Tomorrow’s Harvest from Boards of Canada
Gemini, Tomorrow’s Harvest’s first track from Boards of Canada, starts off with a sound similar to an opening credit to a movie with “____ presents” or something similar. Which is not surprising – the Scottish duo of brothers Mike Sandison and Marcus Eoin are known for creating instrumental, picturesque music from their three full length albums prior to this one – Music Has The Right To Children (1998), Geogaddi (2002) and Campfire Headphase (2005), all three released through Warp, a pioneering label for electronic musicians such as Aphex Twin and Autechre.
Tomorrow’s Harvest was long awaited. Eight years have passed since Headphase and, in all honesty, Headphase didn’t live up to the high expectations that Music Has The Right and especially Geogaddi created with the dreamy, nostalgic, unique atmosphere that it seemed only Boards Of Canada were able to create. Campfire had the enjoyable atmosphere but the overall creativity wasn’t pushed that much forward.
Tomorrow’s Harvest, first and foremost, sounds different. It does sound like Boards Of Canada, but with a slightly different angle of approach to the record and how it’s created. It seems that the duo relied heavily on creating the specific thematic atmosphere throughout the whole album, a conceptual record which is post-apocalyptic, dark and full of suspense. The first three tracks being Gemini, Reach For The Dead and especially the arpeggiated synth theme in White Cyclosa reminded me of John Carpenter’s movies instantly. Carpenter’s scores to his own movies are well known – Halloween and Assault On Precinct 13 being most notable – yet in Boards Of Canada’s case the more appropriate scores and movie plots would be Escape From New York or The Thing…the desolate, melancholic, post-war city that lies in ruins. Reach For The Dead also gives a hint of reference to Dawn Of The Dead, a zombie movie about the apocalypse.

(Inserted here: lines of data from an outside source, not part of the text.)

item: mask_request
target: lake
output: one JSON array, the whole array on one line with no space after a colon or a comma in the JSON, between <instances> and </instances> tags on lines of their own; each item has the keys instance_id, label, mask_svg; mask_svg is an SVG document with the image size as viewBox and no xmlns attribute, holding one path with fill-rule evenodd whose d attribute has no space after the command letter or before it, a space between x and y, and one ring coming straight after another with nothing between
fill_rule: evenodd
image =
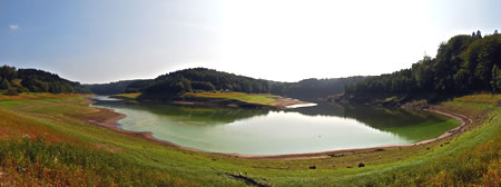
<instances>
[{"instance_id":1,"label":"lake","mask_svg":"<svg viewBox=\"0 0 501 187\"><path fill-rule=\"evenodd\" d=\"M286 110L127 104L107 97L92 107L127 117L121 128L213 152L277 155L432 139L460 125L426 111L366 106L317 106Z\"/></svg>"}]
</instances>

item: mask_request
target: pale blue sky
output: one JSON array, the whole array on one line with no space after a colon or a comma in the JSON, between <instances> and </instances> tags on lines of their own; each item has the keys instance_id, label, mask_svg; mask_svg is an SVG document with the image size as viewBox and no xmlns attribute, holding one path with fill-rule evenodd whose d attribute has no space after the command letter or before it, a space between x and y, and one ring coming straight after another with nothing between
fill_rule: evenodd
<instances>
[{"instance_id":1,"label":"pale blue sky","mask_svg":"<svg viewBox=\"0 0 501 187\"><path fill-rule=\"evenodd\" d=\"M283 81L409 68L500 29L498 0L2 0L0 65L80 82L207 67Z\"/></svg>"}]
</instances>

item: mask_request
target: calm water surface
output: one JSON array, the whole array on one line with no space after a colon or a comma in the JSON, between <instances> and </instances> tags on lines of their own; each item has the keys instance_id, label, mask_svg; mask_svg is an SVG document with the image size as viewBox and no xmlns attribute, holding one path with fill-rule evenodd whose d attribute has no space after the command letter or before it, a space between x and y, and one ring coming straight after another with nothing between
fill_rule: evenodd
<instances>
[{"instance_id":1,"label":"calm water surface","mask_svg":"<svg viewBox=\"0 0 501 187\"><path fill-rule=\"evenodd\" d=\"M273 155L403 145L439 137L459 125L424 111L315 107L283 111L126 104L97 98L94 107L127 115L121 128L214 152Z\"/></svg>"}]
</instances>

Is it working? I think it is. I’m a sucker for suspense movies, not only Carpenter, but the Italian school of horror too, Dario Argento or Lucio Fulci. I think this nihilistic dark concept is working pretty well in Tomorrow’s Harvest’s scheme. It is pretty much realistic from a 2013 point of view, with an overpopulated Earth, all the global warming issues, WikiLeaks and plenty of wars still going on all across the globe. The future is dark (Palace Posy is anagram for apocalypse by the way) and Boards Of Canada are there to tell us about it, to envision it for us. Tomorrow’s Harvest is built like a palindrome, so it could be read and listened to from both ends, Collapse being the ground zero in the middle of the album.
Musically speaking, the warm sounding synthesizers, juicy beats, occasional distorted (or vocoded) voices/messages are still there. There is more space this time in the music palette itself, creating more space for the listener’s own imagination. Fans of the band feel somewhat underwhelmed so far, expecting more of a groundbreaking work I guess. To my ears, Tomorrow’s Harvest is the best thing Boards Of Canada have done so far, because it’s not so nostalgic and dreamy like their first records, yet sinister and brooding. Like the future – or reality – itself.